Siva Springs v. Collector of Central Excise, Madurai
1999-12-03
T.MEENA KUMARI
body1999
DigiLaw.ai
Judgment :- The Order of the Court is as follows :- The writ petition is filed seeking for a writ of certiorarified Mandamus calling for the records of the first respondent culminating in his order C. No. V/73.08/15/3/90, Adjourned, dated 8-8-1991 to quash the same and to remand the matter with a direction to the first respondent to give the petitioners an opportunity of hearing, copies of the replies of respondents 2 and 3 and a joint hearing of all parties. 2.Learned counsel for the petitioners has argued that in this case, the first respondent has violated the principles of natural justice as the replies so filed by respondents 2 and 3 have not been served on the petitioners. The other point urged by the learned counsel for the petitioners is that after hearing the arguments made on behalf of the petitioners, the first respondent has not issued any notice of hearing in respect of subsequent dates when respondents 2 and 3 were heard. 3.The first respondent has heard the matter at length and it was entered in the impugened order that one Mr. Raghavan had argued the case of the petitioner, besides filing written submissions. The main contention raises before the first respondent on behalf of the petitioners was that since the entire process of manufacture and clearance of excisable goods had taken place with the knowledge of the department, the authority was not correct in invoking the proviso to Section 11A (1) of the Central Excises and Salt Act, 1944. Counsel appearing on behalf of the petitioners had requested the first respondent to decide the case subject to the submissions made by him. 4.The first and foremost point argued by the learned counsel appearing for the petitioners is that the petitioners were not heard again when respondents 2 and 3 were heard. In the impugned order at paragraph-65, the first respondent has stated that he went through the records of the case, replies and points argued in the personal hearing on behalf of the petitioners and respondents 2 and 3. 5.In Dirajmohan v. State of Orissa, the Apex Court has held that the rule regarding issue of notice would apply to the first date of hearing and thereafter, if the hearing is adjourned, it is unnecessary to give further notice for all the adjourned dates.
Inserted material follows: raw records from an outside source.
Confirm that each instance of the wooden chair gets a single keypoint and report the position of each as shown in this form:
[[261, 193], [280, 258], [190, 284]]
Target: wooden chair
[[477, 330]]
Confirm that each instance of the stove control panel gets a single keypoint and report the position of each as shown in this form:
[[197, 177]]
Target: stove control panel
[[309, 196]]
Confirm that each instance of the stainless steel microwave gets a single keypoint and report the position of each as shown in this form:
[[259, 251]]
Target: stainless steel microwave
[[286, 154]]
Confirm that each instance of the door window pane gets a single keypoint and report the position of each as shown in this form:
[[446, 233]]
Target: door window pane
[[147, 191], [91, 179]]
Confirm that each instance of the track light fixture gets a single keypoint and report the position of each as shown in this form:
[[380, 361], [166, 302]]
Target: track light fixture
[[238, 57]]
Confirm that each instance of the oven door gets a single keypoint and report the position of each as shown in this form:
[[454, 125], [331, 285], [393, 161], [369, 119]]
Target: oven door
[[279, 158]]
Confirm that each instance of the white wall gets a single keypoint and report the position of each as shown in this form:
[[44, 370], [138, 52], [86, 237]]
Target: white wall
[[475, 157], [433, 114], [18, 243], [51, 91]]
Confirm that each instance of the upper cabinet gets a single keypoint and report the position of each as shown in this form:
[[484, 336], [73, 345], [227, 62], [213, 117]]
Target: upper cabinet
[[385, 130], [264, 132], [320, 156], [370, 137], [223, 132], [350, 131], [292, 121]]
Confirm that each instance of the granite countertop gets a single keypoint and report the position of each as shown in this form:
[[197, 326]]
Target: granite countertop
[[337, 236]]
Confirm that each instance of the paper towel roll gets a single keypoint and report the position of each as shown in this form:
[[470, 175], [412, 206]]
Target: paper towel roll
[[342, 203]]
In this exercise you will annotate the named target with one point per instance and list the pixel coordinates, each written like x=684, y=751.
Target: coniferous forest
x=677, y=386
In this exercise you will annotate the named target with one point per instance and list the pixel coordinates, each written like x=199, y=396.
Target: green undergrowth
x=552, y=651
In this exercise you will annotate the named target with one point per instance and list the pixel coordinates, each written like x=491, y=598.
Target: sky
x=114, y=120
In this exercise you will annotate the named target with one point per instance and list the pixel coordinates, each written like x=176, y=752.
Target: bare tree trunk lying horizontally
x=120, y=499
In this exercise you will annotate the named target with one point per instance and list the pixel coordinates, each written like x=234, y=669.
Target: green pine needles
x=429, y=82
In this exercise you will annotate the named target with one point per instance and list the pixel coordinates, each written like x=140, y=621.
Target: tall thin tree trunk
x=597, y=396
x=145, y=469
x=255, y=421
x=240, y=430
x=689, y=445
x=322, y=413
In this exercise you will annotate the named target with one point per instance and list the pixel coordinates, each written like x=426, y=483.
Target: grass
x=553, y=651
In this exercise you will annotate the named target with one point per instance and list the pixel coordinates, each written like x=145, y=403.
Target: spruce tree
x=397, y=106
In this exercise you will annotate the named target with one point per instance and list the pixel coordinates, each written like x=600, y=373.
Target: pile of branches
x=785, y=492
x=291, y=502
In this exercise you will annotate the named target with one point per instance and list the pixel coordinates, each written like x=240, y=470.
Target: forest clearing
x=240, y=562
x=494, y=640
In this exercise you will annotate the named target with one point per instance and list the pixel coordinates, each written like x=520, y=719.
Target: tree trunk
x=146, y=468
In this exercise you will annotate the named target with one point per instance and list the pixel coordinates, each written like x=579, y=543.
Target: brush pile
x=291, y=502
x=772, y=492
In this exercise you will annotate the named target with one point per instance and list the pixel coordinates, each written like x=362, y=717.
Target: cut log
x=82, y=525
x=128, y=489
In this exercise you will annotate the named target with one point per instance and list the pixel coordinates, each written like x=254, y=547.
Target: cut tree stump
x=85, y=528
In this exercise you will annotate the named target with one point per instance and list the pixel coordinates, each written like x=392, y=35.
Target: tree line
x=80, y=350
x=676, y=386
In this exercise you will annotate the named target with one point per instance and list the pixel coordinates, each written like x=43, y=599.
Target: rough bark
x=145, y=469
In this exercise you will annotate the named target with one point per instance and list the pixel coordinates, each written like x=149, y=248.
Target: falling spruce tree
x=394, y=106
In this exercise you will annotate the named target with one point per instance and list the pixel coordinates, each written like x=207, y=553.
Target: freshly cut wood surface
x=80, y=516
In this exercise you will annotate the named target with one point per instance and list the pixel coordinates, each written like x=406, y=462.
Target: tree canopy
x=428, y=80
5.In Dirajmohan v. State of Orissa, the Apex Court has held that the rule regarding issue of notice would apply to the first date of hearing and thereafter, if the hearing is adjourned, it is unnecessary to give further notice for all the adjourned dates. In Nagendra Nath v. State of West Bengal 1957 AIR(Calcutta) 463), the Calcutta High Court has held that there is no necessity to send any notice of adjournment at all. 6.In R.V. Newmarket Assessment Committee, it has been observed that an adjourned hearing in continuation to one which is initially commenced is distinct from an adjourned hearing in alternation or in alteration to one originally started and while in the former case, a notice only of the first hearing is essential, in the latter case, a further notice is necessary as soon as the body of the tribunal proceedings with the hearing decides to change the items of any charge or switch over to any alternative procedure and the obligation to giving a notice, in fact, arises whenever a decision affecting the party is made or changed. 7.In this case, it is seen that the authority has not changed any item or switched over to any alternative procedure. Therefore, relying upon the above said judgments, it has to be held that no further notice of adjournment need be given to the petitioners. 8.The next point urged by the learned counsel for the petitioners is that the petitioners were not served with copies of the replies filed by respondents 2 and 3. In the impugned order, in paragraph -89 , the first respondent has made it clear that he has not relied upon the replies and he relied only on the statements recorded from respondents 2 and 3 during investigation. As the replies filed by respondents 2 and 3 have not been relied upon, I see no ground to agree with the contention of the learned counsel for the petitioners that the principles of natural justice have been violated. 9.The first respondent has found that there was deliberate suppression of fact and wilful mis-statement on the part of the petitioners with an intent to evade payment of duty.
9.The first respondent has found that there was deliberate suppression of fact and wilful mis-statement on the part of the petitioners with an intent to evade payment of duty. In the impugned order, it is mentioned that the petitioners had declared that the number of workers employed was less than 10 and availed exemption as per Notification No. 46/81, but on the basis of the available evidence on record, the first respondent has held that the petitioners had employed more than 10 workers in their factory and hence, they are not entitled to the exemption as per the said notification. The first respondent therefore held that the petitioners suppressed the fact with a view to evade payment of duty. The above conclusion was arrived at by the first respondent on the basis of the available evidence on record. 10. It is further stated that an appeal was preferred against the order and that appeal was dismissed for non-compliance of the interim order passed in the appeal and the said order has become final. 11.In the above circumstances, I see no grounds to interfere in the writ petition. Accordingly the writ petition is dismissed. No costs. However, three months time from the date of receipt of this order is granted to the petitioners to make the payments. Consequently, connected W.M.Ps are closed.